DualNeRF

Generalizable single view reconstruction with NeRF

I worked with Lourdes Agapito during 2020-2021 on DualNeRF, a novel view synthesis method that incorprates the extremely popular implicit neural representation, NeRF. DualNeRF is able to reconstruct 3D geometry and apperance of target object from a single RGB image, and does not require any expensive 3D annotations for supervision. A full Master thesis report can be found here.

DualNeRF Network Architecture

DualNeRF encodes the input view into a 3D feature volume, where each 1D feature vector corresponds to a pixel in the input image. A local NeRF-like decoder conditions on the pixel feature vector that contains the query point, while a global decoder conditions on the whole feature volume to give their predictions of radiance and density respectively. In the end, two set of predictions are combined using weighted sum, where weights are their densities respectively.
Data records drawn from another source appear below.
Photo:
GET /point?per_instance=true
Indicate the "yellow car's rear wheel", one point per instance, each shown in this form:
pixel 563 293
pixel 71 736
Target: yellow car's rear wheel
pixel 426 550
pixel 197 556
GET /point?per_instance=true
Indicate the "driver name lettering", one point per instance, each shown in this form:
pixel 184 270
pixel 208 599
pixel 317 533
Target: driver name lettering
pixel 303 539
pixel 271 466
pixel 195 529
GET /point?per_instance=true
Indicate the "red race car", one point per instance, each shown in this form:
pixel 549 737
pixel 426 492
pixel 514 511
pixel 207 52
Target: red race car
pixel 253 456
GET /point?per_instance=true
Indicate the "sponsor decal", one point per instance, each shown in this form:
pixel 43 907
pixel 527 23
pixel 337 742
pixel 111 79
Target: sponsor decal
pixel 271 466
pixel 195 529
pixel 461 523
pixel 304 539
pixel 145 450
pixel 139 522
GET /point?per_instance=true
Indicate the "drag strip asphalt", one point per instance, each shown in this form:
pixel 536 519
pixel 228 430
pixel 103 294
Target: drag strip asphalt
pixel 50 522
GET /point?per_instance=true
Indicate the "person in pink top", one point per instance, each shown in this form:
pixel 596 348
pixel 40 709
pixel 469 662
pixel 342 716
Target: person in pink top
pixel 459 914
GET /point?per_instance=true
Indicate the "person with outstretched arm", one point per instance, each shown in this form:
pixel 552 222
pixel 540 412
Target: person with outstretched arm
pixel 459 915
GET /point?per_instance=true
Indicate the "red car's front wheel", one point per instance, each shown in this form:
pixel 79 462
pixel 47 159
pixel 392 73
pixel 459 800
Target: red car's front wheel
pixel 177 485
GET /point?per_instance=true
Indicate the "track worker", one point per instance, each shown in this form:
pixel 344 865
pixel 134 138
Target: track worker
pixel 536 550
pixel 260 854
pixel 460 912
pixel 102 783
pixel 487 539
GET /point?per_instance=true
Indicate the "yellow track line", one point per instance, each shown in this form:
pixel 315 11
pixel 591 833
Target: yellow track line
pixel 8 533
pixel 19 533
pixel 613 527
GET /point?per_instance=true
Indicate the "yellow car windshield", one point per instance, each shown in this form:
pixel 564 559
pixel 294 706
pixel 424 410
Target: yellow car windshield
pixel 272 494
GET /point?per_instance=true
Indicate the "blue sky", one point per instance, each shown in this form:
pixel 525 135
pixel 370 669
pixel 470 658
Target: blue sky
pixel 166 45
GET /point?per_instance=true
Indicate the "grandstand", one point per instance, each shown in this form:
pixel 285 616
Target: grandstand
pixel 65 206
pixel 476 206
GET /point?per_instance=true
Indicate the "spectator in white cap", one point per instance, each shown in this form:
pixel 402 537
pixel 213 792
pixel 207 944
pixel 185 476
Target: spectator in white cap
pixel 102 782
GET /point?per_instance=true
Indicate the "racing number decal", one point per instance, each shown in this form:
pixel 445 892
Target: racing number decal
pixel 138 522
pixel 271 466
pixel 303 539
Compared to the concurrent work pixelNeRF, DualNeRF uses an extra global decoder to account for global rendering factors, such as illumination brightness. We also use a simplified query input to the local decoder, where the Euclidean distance between camera and query point is supplied instead of query coordinate. This gives more interpretable information to the network and forces it to fully condition on the pixel feature supplied.

Qualitative Evaluation on ShapeNet Car Dataset

The figure above shows a qualitative comparison among our DualNeRF, NeRF and a modified implementation of pixelNeRF, which uses smaller network and less training data due to hardware constraints.